Our method relies on multiple samples with varying ratios of true mitochondrial DNA to nuclear DNA. We found that sufficient variation (several fold) arises in the standard use of commercial extraction kits. However, this variation could be accentuated by deliberately choosing tissues with different mitochondrial density, or modifying the extraction process (Lansman, Shade, Shapira, & Avise, 1981; Macher, Zizka, Weigand, & Leese, 2018; Zhang & Hewitt, 1996a).
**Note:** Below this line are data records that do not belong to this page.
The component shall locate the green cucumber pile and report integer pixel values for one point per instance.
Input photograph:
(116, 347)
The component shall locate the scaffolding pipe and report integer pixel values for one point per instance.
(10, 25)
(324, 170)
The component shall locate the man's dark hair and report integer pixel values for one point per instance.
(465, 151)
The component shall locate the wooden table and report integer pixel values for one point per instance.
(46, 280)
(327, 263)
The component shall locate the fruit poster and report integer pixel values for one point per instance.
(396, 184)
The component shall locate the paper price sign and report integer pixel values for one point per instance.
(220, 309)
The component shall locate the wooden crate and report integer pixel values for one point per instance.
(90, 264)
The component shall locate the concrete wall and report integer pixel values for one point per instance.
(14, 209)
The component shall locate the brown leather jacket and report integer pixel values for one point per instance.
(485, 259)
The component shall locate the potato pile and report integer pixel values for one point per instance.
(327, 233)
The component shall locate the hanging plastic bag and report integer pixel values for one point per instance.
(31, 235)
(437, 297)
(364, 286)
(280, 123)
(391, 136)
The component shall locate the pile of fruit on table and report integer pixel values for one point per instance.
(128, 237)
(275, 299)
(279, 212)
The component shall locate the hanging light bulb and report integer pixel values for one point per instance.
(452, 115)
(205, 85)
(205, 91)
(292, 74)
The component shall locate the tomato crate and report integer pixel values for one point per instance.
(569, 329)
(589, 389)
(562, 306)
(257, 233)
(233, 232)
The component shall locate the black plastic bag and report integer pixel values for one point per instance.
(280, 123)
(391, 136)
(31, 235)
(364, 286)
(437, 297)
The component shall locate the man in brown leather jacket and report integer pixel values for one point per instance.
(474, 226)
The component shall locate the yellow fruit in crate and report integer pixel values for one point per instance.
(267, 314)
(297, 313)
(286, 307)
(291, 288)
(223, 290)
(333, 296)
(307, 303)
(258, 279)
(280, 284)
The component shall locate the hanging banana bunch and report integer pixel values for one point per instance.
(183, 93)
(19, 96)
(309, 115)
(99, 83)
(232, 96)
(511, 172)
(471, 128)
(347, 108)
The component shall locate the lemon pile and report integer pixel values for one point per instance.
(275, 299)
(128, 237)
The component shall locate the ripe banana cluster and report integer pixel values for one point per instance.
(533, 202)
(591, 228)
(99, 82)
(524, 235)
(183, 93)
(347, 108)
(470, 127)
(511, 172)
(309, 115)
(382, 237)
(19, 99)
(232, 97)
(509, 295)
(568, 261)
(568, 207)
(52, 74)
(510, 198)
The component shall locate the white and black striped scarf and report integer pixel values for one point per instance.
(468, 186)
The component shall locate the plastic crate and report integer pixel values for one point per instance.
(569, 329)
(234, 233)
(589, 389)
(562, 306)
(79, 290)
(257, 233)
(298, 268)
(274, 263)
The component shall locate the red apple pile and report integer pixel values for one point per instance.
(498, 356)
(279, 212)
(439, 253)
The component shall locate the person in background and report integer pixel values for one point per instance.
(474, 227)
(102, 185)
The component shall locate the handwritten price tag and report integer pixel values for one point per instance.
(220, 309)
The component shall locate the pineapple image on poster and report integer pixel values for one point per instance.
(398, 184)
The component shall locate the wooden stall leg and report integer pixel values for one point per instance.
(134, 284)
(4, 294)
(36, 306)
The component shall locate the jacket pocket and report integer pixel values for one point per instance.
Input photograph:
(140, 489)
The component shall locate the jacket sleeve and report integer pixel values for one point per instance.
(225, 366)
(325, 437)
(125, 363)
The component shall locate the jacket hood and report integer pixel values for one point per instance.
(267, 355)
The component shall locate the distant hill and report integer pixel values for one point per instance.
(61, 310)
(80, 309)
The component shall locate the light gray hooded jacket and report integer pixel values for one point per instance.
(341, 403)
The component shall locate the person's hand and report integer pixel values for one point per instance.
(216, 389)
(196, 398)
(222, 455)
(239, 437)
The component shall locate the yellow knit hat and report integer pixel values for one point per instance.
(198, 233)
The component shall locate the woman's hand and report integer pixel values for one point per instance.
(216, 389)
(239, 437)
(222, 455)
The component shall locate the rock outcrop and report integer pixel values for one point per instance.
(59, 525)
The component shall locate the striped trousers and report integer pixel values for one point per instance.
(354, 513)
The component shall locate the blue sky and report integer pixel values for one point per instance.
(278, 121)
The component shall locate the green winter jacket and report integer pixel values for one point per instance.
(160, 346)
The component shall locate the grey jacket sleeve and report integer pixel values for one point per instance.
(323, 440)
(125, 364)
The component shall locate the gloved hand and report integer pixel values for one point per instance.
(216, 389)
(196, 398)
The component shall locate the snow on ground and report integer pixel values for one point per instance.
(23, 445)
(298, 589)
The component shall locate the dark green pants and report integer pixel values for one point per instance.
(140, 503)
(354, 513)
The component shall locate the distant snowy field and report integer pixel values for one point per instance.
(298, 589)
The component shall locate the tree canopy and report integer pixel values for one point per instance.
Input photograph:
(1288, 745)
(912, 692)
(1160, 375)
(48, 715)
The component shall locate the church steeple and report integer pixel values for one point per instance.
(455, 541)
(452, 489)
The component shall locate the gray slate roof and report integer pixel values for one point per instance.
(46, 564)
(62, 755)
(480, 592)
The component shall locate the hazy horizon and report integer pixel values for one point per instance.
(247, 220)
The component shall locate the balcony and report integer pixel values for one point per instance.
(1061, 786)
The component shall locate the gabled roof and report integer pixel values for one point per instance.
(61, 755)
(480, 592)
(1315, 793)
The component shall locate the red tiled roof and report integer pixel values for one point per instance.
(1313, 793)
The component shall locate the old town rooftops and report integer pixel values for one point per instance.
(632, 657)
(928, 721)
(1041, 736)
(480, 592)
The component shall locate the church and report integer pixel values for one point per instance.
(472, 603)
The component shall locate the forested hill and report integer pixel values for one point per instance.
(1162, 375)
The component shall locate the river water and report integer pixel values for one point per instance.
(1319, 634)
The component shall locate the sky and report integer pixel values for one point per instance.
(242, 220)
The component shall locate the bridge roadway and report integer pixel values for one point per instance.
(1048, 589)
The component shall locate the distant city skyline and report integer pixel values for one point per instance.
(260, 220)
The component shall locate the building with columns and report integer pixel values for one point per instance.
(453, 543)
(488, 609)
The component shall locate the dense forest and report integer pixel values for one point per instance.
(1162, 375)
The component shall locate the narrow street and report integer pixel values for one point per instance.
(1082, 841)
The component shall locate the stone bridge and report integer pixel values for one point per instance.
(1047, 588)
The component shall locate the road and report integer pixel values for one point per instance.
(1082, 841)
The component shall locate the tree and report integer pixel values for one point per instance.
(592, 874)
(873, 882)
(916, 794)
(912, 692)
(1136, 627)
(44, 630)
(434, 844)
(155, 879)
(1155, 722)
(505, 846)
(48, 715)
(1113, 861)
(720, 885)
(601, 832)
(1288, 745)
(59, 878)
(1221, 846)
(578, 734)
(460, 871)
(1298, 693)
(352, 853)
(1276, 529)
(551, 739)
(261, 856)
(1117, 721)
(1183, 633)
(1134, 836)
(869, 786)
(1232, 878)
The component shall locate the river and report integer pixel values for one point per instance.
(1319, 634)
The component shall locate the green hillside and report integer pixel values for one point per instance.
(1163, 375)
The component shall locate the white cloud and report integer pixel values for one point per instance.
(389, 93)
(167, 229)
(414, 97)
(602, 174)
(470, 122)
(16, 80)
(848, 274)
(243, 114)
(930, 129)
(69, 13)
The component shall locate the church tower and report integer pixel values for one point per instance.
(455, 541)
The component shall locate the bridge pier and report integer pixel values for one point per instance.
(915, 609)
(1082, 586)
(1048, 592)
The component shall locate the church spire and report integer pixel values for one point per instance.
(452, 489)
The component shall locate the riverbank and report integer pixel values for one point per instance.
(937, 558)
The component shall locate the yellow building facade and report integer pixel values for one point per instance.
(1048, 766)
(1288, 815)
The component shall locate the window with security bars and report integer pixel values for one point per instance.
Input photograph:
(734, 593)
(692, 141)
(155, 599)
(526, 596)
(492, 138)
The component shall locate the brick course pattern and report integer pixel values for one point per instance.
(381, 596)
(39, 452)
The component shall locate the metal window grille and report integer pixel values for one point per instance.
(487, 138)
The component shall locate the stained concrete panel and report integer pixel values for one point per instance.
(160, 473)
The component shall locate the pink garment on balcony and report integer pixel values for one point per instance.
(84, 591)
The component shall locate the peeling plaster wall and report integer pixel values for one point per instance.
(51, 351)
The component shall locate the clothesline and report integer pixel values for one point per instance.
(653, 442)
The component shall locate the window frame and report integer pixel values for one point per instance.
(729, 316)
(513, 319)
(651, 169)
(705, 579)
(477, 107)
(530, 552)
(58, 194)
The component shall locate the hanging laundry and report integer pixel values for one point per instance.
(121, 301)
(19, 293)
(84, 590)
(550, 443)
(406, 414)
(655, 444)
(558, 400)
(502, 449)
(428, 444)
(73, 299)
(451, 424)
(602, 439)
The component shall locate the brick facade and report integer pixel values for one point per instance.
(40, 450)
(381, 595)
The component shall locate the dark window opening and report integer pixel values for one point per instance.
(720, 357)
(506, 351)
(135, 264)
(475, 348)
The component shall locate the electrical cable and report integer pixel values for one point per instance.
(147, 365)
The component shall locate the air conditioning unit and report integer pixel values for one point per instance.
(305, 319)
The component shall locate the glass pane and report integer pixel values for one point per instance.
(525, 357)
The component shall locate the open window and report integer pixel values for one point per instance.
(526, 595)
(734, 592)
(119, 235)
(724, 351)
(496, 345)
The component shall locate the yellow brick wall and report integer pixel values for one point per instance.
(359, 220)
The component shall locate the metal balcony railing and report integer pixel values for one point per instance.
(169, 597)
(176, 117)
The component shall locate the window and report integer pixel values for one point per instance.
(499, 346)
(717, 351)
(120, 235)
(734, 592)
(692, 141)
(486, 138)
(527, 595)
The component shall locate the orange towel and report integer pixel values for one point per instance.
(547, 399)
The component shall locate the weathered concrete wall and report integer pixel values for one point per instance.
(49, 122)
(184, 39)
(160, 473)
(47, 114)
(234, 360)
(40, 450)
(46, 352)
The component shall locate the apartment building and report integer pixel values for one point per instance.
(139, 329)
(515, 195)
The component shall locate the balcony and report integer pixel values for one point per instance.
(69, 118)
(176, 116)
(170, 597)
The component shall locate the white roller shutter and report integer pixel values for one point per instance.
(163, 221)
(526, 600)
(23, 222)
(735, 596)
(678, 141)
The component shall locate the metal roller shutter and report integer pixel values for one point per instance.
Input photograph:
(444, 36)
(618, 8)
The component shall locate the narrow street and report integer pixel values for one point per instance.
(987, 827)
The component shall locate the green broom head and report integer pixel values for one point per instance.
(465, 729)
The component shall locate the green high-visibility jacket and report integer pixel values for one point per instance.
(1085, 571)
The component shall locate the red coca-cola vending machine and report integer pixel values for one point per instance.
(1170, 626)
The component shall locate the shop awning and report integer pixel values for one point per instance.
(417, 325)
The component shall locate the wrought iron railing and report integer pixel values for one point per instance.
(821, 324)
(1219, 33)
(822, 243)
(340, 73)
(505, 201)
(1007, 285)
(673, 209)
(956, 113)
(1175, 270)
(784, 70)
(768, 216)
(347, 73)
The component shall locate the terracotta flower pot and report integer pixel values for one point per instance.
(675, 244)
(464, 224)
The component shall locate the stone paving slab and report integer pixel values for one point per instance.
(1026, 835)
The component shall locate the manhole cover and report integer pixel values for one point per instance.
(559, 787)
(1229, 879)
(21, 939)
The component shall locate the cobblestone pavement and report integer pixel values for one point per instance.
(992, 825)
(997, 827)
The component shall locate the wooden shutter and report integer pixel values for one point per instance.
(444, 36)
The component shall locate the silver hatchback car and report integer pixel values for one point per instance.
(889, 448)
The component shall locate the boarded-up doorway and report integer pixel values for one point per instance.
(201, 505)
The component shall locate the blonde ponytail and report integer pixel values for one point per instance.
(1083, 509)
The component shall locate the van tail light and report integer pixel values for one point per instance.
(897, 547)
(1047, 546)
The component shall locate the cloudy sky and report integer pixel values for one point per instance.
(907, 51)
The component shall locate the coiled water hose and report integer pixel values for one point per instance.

Finally, we would like to point our approach is robust to the existence of nuclear vagrant DNAs that are identical in sequence to their extranuclear original DNAs. This is because, different to other methods, we do not directly identify all copies of vagrant DNA, which would not be possible with low-coverage (< 1x) sequencing data. Instead, our methods are based on high allele frequencies as would be observed at a site that recently experienced a nucleotide substitution in the extranuclear genome – leading to (near) perfect divergence between nuclear inserts and extranuclear DNA at that site.
Utility of the approach
Our method is applicable to a wide range of species and sources of extranuclear DNA. Because it is based on allele frequencies rather than the length of sequence inserts, knowledge of part of the extranuclear genome is sufficient for our method to work. This should be particularly useful where extranuclear genomes are difficult to assemble as in the case of plant mitochondria (Mower, Sloan, & Alverson, 2012). In addition, parts of the reference containing repeats such as the inverted repeat region on land plant plastids (Wicke, Schneeweiss, DePamphilis, Müller, & Quandt, 2011) can be excluded, which might otherwise confound variant calling.
Because our method relies on low-coverage sequencing, it is also suitable for museum samples, which often contain degraded DNA and where contaminations may complicate analyses that target specific marker loci. Low-coverage sequencing or ‘genome skimming’ (Straub et al., 2012) data is straightforward to generate at comparatively low cost. Different to marker-based approaches such as PCR/Sanger-sequencing or target capture, no prior knowledge about the samples’ genomes is required. The analysis of low-coverage data is also less computationally demanding than the generation of a high-quality genome assembly. In addition, population-level low-coverage sequencing data naturally lend themselves to population or landscape genetic analyses because it is usually possible to reconstruct from such data rDNA, mitochondrial, and (in plants) plastid sequences (Dodsworth et al., 2015; Twyford & Ness, 2016).